Essentially it boils down to the fact that about 1 out of every 20 containers I create has no in/out network access despite having the same configuration as all the others.
I can trivially reproduce this (and get myself a shell inside a broken container) by running:
docker run -it --rm --privileged nicolaka/netshoot sh -c 'getent hosts github.com || sh'
until it drops me into a shell like this:
core@enfigitrun21 ~ $ docker run -it --rm --privileged nicolaka/netshoot sh -c 'getent hosts github.com || sh'
192.30.253.113 github.com github.com
core@enfigitrun21 ~ $ docker run -it --rm --privileged nicolaka/netshoot sh -c 'getent hosts github.com || sh'
/ #
from that shell I can then test things like ifconfig:
eth0 Link encap:Ethernet HWaddr 02:42:0A:08:00:07
inet addr:10.8.0.7 Bcast:10.8.0.255 Mask:255.255.255.0
UP BROADCAST RUNNING MULTICAST MTU:1500 Metric:1
RX packets:23 errors:0 dropped:0 overruns:0 frame:0
TX packets:9 errors:0 dropped:0 overruns:0 carrier:0
collisions:0 txqueuelen:0
RX bytes:3785 (3.6 KiB) TX bytes:763 (763.0 B)
lo Link encap:Local Loopback
inet addr:127.0.0.1 Mask:255.0.0.0
UP LOOPBACK RUNNING MTU:65536 Metric:1
RX packets:8 errors:0 dropped:0 overruns:0 frame:0
TX packets:8 errors:0 dropped:0 overruns:0 carrier:0
collisions:0 txqueuelen:1000
RX bytes:672 (672.0 B) TX bytes:672 (672.0 B)
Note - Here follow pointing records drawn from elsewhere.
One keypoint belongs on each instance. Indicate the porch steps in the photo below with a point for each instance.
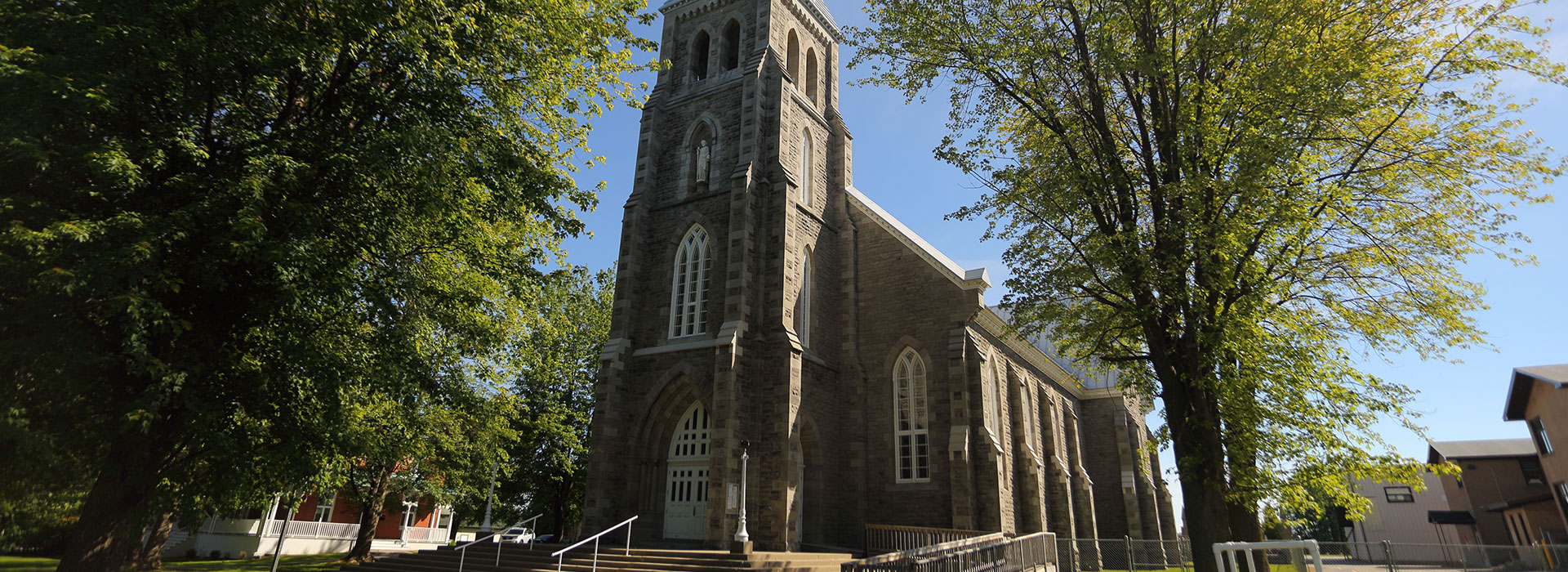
(519, 558)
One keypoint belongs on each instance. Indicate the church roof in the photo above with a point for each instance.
(814, 7)
(974, 278)
(1481, 449)
(1092, 377)
(1525, 380)
(821, 8)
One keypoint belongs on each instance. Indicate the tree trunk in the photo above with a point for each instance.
(149, 556)
(109, 529)
(372, 498)
(562, 498)
(1192, 414)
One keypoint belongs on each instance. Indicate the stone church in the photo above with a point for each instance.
(763, 298)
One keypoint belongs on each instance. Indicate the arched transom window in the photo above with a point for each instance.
(688, 287)
(731, 54)
(700, 47)
(911, 439)
(811, 76)
(792, 57)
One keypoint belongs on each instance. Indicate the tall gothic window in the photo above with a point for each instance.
(910, 425)
(804, 167)
(1031, 414)
(998, 381)
(731, 47)
(688, 288)
(700, 56)
(811, 76)
(987, 404)
(804, 303)
(792, 57)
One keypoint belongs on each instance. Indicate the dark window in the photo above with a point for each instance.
(811, 76)
(700, 56)
(1399, 494)
(731, 47)
(792, 57)
(1532, 471)
(1544, 444)
(1562, 495)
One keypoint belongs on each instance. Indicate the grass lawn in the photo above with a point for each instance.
(308, 563)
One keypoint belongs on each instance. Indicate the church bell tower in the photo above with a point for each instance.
(728, 309)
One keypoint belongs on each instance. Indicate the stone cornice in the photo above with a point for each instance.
(993, 324)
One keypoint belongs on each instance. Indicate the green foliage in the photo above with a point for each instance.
(554, 391)
(1236, 203)
(229, 223)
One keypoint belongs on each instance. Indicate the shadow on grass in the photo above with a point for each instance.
(303, 563)
(27, 563)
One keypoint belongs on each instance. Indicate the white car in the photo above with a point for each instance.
(514, 534)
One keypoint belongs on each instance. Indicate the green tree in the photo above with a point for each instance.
(554, 389)
(412, 447)
(223, 217)
(1235, 203)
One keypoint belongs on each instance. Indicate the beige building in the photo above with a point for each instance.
(1537, 397)
(1402, 515)
(764, 300)
(1501, 485)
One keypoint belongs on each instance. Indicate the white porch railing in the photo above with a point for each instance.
(1242, 552)
(313, 529)
(216, 525)
(627, 524)
(424, 534)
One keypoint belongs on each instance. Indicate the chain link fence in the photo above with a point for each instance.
(1090, 555)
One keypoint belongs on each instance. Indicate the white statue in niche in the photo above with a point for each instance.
(705, 159)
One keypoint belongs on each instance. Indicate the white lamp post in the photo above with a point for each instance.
(490, 498)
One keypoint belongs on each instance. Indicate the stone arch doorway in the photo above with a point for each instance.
(686, 476)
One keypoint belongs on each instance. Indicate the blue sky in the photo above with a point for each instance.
(1528, 317)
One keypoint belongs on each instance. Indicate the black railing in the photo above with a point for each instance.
(888, 538)
(993, 552)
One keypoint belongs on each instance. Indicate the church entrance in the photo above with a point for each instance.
(686, 489)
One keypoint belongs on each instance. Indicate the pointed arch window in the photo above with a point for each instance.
(988, 399)
(804, 167)
(700, 46)
(792, 57)
(688, 286)
(998, 380)
(804, 303)
(811, 76)
(1031, 414)
(731, 46)
(911, 438)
and then pinging the gateway at 10.8.0.1:
/ # ping -c 1 10.8.0.1
PING 10.8.0.1 (10.8.0.1) 56(84) bytes of data.
From 10.8.0.7 icmp_seq=1 Destination Host Unreachable
--- 10.8.0.1 ping statistics ---
1 packets transmitted, 0 received, +1 errors, 100% packet loss, time 0ms
Disconnecting and reconnecting the bridge network will fix the container although that’s no use in my scenario.
Running strace on a ping statement show that:
recvmsg(3, {msg_namelen=128}, 0) = -1 EAGAIN (Resource temporarily unavailable)
which is presumably because the socket is not available but at that point I’m beyond my expertise.
I’ve got a repro scenario and can get a shell in a broken container so I feel like I should be able to debug this and I’m looking for someone with some tips on how I can attack this problem!